That is true. Take, for example, movies. Cinema studious with big budgets are usually very risk averse, simply due to the cost of failure being so high. So they have to make sure they can turn a profit. But how can you make sure any given thing will be profitable? Well, that is a prediction, and to predict anything, you need data to base that prediction on. Predictions are based on past events. And so they make sequel after sequel. They make things that have been proven to work. New things, by virtue of being new, don't have tons of data (past examples) for them to make good predictions and so they avoid new things. This results in the homogenization of art. Homogenization induced by Capital, has Capital only sees value in profit, and thus, for Capital, only predictably profitable art is given the resources to flourish.
Machine Learning made images art the epiphany of this. All output is based on previous input. The machine is constructed to not deviate too much from the training data (loss function). And thus struggles to do things it does not have much data on, like original ideas.

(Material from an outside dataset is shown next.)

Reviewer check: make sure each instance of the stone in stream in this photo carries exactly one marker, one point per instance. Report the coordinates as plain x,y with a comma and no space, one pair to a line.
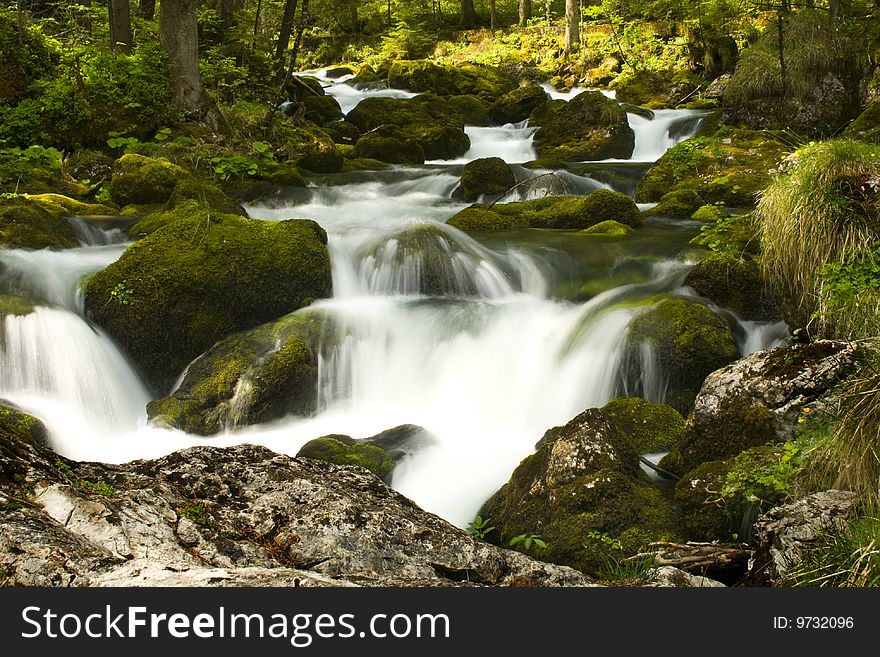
239,516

I think that what we’re likely to see are parallel worlds of art. The first and biggest being the homogenous, public and commercial one which we’re seeing now but with more of it produced by machines, and the other a more intimate, private and personal one that we discover by tuning back into our real lives and recognising art that has been made by others who are doing the same.
That's kind of already a thing. Just without the AI. Like in the example above, Capital wants predictable profit. Therefore only the most widely appealing, proven to be profitable art will get significant budgets. Creative and unique ideas are just too risky, and therefore delegated to the indie space, where, should any ever become successful, Capital is willing to help... Under the condition they get all the money (Think, for example, how Spotify takes most of the revenue made by the songs they distribute).
By "Capital" I mean those who own things necessary to produce value.
Not if you are part of the AI-bros club. There is a reason Marketing agencies insist in using the term Artificial Intelligence.
Unfortunately, this is not common knowledge, as experts and Marketing Agencies explain Machine Learning to the masses by saying that "It looks at the data and learns from it, like a human would", which combined with the name Artificial Intelligence and the other terms, like Neural Networks and Machine Learning can make someone think these things are actually intelligent.
Furthermore, we, humans, can see humanity where there is none. We can see faces where there are no faces, we can empathize with things that aren't even alive. So, when this thing shows up, which is capable of creating somewhat coherent text, people are quick to Anthropomorphize the machine. To add to this, we are also very language focused: If someone is really good with the language they speak, they are usually seen as more intelligent.
And finally, never underestimate tech illiteracy.